En octobre 2023, avec un ton assuré et presque triomphant, Ruto annonçait que le Kenya était prêt à prendre les rênes de la Mission multinationale d’appui à la sécurité (MSS) en Haïti. Il évoquait une mission « d’humanité », préparée avec professionnalisme, visant à secourir un peuple frère. Quelques mois plus tard, les illusions s’effondrent : le terrain haïtien n’est pas un simple exercice de maintien de l’ordre. C’est un bourbier.
La dure réalité d’un terrain sous contrôle des gangs
La mission MSS, soutenue par les Nations unies mais portée logistiquement et politiquement par les États-Unis, s’est engagée tête baissée dans une situation que même les troupes onusiennes n’avaient jamais su maîtriser par le passé — précisons qu’à l’époque, les gangs étaient pourtant moins bien équipés.
À Port-au-Prince, les gangs ne sont plus de simples bandes désorganisées : ils sont lourdement armés, structurés, et solidement ancrés sur le territoire. Ils contrôlent les axes routiers, les quartiers stratégiques, et même des zones d’intérêt économique. Et surtout, ils ne craignent ni les blindés, ni les uniformes étrangers.
Le fait que l’un des premiers policiers kényans déployés ait été tué dans une embuscade, malgré l’encadrement international, en dit long sur le niveau de menace réel. Cela démontre que les forces envoyées sur place n’étaient ni préparées aux conditions locales, ni suffisamment soutenues par une stratégie globale.
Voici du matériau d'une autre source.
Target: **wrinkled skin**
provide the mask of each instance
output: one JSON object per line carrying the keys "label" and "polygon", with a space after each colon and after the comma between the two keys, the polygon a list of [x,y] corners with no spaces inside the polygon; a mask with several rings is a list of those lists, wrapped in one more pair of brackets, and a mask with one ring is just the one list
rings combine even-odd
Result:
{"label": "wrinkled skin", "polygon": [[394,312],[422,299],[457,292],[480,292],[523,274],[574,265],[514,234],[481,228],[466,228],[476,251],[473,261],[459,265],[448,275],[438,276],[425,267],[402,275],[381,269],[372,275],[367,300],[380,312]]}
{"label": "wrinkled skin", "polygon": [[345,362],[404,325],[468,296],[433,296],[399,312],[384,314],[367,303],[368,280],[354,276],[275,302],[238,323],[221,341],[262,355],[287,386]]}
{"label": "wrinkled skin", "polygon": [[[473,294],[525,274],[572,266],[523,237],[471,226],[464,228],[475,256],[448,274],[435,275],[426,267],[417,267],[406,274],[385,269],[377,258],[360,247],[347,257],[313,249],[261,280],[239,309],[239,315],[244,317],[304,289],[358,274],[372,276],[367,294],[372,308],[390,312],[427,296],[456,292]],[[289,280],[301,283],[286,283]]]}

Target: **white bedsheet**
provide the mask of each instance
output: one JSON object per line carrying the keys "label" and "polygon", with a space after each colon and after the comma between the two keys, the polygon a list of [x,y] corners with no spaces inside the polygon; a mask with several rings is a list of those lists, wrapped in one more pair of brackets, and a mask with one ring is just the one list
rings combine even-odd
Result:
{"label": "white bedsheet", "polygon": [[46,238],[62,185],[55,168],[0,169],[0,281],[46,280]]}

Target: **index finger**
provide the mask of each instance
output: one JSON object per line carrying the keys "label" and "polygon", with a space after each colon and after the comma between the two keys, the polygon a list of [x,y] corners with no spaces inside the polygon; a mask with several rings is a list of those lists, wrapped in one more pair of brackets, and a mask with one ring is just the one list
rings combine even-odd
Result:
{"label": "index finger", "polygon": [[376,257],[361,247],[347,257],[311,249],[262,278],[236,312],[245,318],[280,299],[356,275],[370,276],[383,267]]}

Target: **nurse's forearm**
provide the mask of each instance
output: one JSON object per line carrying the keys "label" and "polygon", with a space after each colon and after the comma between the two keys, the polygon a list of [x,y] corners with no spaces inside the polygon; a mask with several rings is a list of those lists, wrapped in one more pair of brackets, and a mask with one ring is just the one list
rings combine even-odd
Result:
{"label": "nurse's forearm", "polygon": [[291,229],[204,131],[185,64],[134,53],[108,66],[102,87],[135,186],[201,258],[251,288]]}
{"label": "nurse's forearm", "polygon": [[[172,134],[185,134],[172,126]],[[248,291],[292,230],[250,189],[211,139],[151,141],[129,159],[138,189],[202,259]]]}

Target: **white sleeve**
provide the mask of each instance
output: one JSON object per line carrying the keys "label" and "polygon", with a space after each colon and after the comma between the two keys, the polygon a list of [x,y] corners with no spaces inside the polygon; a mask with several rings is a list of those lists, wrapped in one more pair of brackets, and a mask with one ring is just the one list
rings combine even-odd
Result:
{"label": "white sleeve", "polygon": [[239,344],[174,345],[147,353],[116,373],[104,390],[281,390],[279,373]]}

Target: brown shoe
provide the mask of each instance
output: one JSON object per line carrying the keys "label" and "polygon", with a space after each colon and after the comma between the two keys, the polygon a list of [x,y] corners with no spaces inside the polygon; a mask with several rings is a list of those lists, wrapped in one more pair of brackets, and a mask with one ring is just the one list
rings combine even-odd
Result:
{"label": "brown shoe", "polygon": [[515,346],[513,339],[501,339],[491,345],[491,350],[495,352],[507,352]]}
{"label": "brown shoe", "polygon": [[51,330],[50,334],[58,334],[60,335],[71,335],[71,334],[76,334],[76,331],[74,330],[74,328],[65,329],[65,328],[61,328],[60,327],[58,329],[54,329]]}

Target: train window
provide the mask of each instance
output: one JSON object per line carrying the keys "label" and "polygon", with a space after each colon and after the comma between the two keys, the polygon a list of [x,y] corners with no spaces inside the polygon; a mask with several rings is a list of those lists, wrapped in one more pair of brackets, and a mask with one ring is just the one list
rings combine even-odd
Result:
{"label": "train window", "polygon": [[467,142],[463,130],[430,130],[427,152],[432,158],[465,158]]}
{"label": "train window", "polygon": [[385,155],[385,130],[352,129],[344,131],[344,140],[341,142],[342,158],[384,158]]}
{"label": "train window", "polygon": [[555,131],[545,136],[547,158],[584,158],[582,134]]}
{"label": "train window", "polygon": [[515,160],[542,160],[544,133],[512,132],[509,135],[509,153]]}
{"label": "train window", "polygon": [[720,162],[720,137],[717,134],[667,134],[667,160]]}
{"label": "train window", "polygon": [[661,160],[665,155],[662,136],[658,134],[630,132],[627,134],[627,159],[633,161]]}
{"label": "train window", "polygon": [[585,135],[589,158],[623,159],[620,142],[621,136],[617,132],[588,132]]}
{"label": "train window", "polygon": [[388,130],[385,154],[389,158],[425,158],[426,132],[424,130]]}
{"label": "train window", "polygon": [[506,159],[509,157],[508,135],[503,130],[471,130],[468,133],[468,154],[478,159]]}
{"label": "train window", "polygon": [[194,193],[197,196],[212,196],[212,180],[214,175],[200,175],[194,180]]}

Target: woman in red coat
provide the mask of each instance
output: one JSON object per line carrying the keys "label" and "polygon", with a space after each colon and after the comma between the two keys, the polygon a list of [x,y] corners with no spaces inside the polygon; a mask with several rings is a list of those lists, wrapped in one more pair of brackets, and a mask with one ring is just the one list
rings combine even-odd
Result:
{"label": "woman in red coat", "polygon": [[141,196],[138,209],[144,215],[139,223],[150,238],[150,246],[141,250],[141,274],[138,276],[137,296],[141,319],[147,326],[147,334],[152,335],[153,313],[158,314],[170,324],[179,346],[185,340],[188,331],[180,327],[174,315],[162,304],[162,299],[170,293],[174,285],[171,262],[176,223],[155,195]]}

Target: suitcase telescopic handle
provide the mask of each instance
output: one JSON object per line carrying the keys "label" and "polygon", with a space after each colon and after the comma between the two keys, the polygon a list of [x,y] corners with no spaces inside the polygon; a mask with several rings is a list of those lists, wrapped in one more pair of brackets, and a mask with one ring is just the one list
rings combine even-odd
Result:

Un président trop sûr de lui, un pari mal calculé
Lors de sa visite en Haïti en septembre 2024, le président Ruto déclarait que la sécurité s’était améliorée grâce à l’intervention kényane. Mais les faits le contredisent brutalement. Depuis son départ, la violence n’a pas cessé. Elle s’est même intensifiée, et les organisations humanitaires fuient à mesure que les gangs renforcent leur emprise.
Le chef de l’État kényan voulait positionner son pays comme une force de paix sur la scène internationale. En soi, cette ambition n’a rien de condamnable. Mais encore faut-il avoir les moyens, les partenaires locaux, et surtout la bonne lecture du terrain. À l’heure actuelle, la mission en Haïti semble reposer davantage sur des illusions diplomatiques que sur une compréhension concrète des dynamiques haïtiennes.
Haïti n’est pas un théâtre d’opération standard
Il faut le dire avec clarté : Haïti est un pays en décomposition institutionnelle, un espace où l’État est pratiquement absent, où la justice n’existe plus, et où la population ne fait plus confiance à personne. Dans un tel contexte, espérer « rétablir l’ordre » avec quelques centaines de policiers étrangers relève d’un vœu pieux — voire d’une mise en scène.
Et à ceux qui croient encore qu’il s’agit d’un simple problème de sécurité publique, rappelons que les racines de cette crise sont politiques, sociales et historiques. Aucun déploiement sécuritaire ne pourra réussir sans un vrai plan de reconstruction institutionnelle, ni sans une implication réelle des Haïtiens eux-mêmes dans la recherche de solutions.
Le Kenya doit-il continuer ?
La mort de Benedict Kabiru doit être plus qu’un fait divers tragique. Elle doit servir de signal d’alarme. Combien de morts faudra-t-il pour que Nairobi revoie sa copie ? Quelle est la ligne rouge pour que le gouvernement kényan mette en pause, ne serait-ce que temporairement, son engagement dans cette opération dont les contours restent flous ?
Pour l’instant, le Kenya semble enfermé dans un piège diplomatique et opérationnel, pris entre les attentes de ses partenaires internationaux et la dure réalité du terrain haïtien. Et ce sont les hommes en uniforme, comme Kabiru, qui en paient le prix.
Une leçon pour les Haïtiens aussi
Ce drame pose aussi une question à nous, Haïtiens : jusqu’à quand allons-nous continuer à accepter que des solutions viennent de l’extérieur ? Quand prendrons-nous enfin en main notre destin collectif ? Car aussi irresponsables que soient nos dirigeants, aucune solution importée ne pourra remplacer une refondation réelle, menée par et pour les Haïtiens.